After 5 minutes the colour and quantity of the smoke changed and I used my blow torch to ignite the smoke. Instantly I was presented with a hot yellow flame, while the flame was not able to maintain itself I believe this is due to the water content and lack of mixed air – a problem soon to be fixed.
Below is a ‘basic’ drawing of the setup
I have installed flare stacks at all the post-process points so that I can check the output of the gas – The last thing I want to do is do all this work and end up with something that doesnt ignite!
So project one complete, I can successfully make flamable gas from waste wood! Next step – Clean, Condense and find a use for the wood gas.
*UPDATE 14th October 2012*
Having now purchased my own air compressor (yay!) I was able to fire up the reactor again and do an extended test. Below is a snippit of video I was able to record:
Project 2: Cleaning & Condensing
Fresh from the reactor the gas is still very hot and contains dissolved in the smoke a number of unhelpful substances – water being the biggest. In its highly energised state the gas moclules lack density and compressing them would be very difficult.
From my research I have found several methods of cooling hot gas (the top 2 being):
- Heat Exchanger / Radiator
- Water bubble tank
To keep things simple I opted to use a sealed water bubble tank.
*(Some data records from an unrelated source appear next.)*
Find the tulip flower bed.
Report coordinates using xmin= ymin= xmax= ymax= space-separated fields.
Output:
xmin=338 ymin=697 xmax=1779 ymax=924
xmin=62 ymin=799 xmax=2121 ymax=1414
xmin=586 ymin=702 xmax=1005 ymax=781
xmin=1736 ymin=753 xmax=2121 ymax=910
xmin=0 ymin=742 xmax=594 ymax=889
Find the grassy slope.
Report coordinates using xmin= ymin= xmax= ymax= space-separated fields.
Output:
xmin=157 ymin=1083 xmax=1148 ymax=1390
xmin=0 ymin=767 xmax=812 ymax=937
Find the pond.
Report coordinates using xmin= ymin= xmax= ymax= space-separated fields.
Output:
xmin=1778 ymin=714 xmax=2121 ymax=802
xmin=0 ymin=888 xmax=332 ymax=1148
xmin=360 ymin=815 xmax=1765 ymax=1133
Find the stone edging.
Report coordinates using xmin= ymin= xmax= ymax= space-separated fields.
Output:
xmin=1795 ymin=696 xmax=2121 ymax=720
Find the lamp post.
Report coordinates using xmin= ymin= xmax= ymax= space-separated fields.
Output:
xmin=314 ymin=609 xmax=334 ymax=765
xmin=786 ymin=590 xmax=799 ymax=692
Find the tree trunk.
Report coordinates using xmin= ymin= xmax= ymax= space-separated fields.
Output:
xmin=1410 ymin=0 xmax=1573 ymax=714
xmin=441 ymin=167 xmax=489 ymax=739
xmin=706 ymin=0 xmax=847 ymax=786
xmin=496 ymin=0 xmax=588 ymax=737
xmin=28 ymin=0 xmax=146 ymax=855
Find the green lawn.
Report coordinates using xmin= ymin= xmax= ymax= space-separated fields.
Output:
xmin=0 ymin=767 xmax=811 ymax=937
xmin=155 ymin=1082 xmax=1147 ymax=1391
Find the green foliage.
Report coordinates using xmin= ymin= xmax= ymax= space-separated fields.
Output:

This is where the end of the outlet from the reactor is fed under water and the gasses are bubbled up through the water, both cooling the gas and seperating the water / water soluable substances at the same time. Keeping the water as cold as possible will hopfully force more of the waste componensts to seperate from the flamable gas cloud.
If needed a further process using hay as a filter medium can be slotted into place to absorb waste if needed – however I do not think this well be required if the ice water filter goes to plan.